IdrisPipes: a library for composable and effectful stream processing in Idris
Let’s implement a pipe library for Idris, inspired by the great Haskell Pipes and Haskell Conduit libraries. Our goal is to provide Idris with a library for composable and effectful production, transformation and consumption of streams of data.
In short, our IdrisPipes library is an Idris package that aims at providing the means to write:
- Effectful programs, with side effects such as IO
- Over a stream of data, potentially infinite
- Efficiently, by streaming data and controlling memory consumption
- In a composable way, allowing problem decomposition and reuse
In this first post, we will illustrate with examples the motivations behind this library, and give a quick overview of the features it offers. Future posts will be dedicated to explain how it works in more details, how to build your own pipes easily, as well as describing some of the difficulties I had implementing it in Idris.
Motivation & Examples
To explain the goal of this library, we will first illustrate how to use it on a small example of effectful code, and see how we can use IdrisPipes to improve on it.
A world without pipes
We will start with a small effectful function, which we will later enrich with additional requirements. This small function is named “echo”:
- It acquires some strings from the standard inputs
- Echo them back in the standard output
- And stops upon receiving the string “quit” as input
Here is one possible implementation of this need, without using pipes:
echo : IO ()
echo = do
putStr "in> " -- Write "in> " in standard output
l <- getLine -- Read the standard input
when (l /= "quit") $ do -- Upon encountering something else than "quit"
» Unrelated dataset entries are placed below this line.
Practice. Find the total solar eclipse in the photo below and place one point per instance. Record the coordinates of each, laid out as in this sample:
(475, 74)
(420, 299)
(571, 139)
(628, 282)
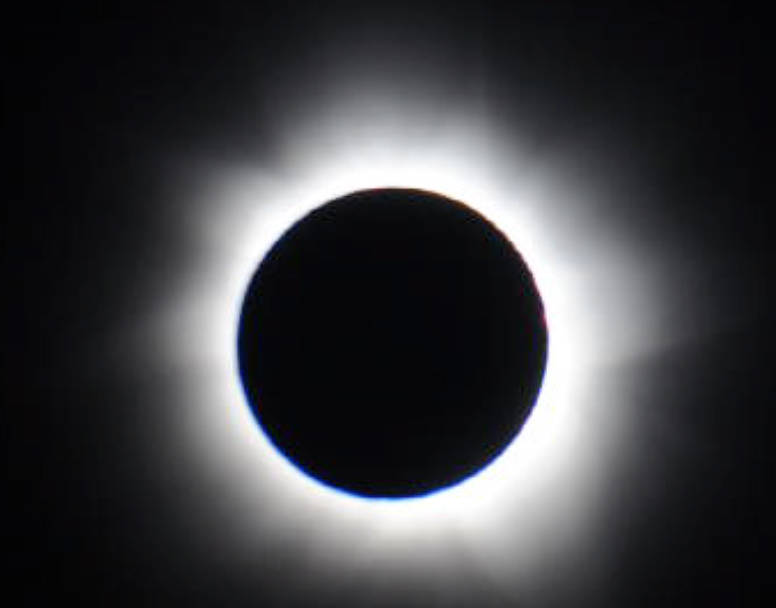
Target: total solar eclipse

putStrLn ("out> " ++ l) -- Echo the string in standard output
echo -- Recurse to loop again
Let us run it into the REPL. Upon each line entered after the “in” prompt, it echos back the same string in the “out” prompt, and the “quit” string correctly terminates the execution of the function:
in> toto -- user input
out> toto -- output
in> titi
out> titi
in> quit
Simple enough. Let us now enrich our “echo” function with an additional requirement.
Adding concerns
Our echo
function should not repeat the same output twice in a row anymore. In other words, if we write two times in a row the same string, we want it to ignore the second occurrence:
in> toto -- user input
out> toto -- output
in> toto -- same entry, do not repeat
in> quit
We can easily adapt our previous echo
function to support this new requirement, with just a few additional lines of code:
echo : IO ()
echo = loop (const True) where
loop : (String -> Bool) -> IO ()
loop isDifferent = do -- `isDifferent` refers to the previous string
putStr "in> "
l <- getLine
when (l /= "quit") $ do
when (isDifferent l) $ -- If the string is different from the previous
putStrLn ("out> " ++ l) -- Echo the string in standard output
loop (/= l) -- Track the last read string
While the number of lines did not increase that much, the overall complexity of the function did.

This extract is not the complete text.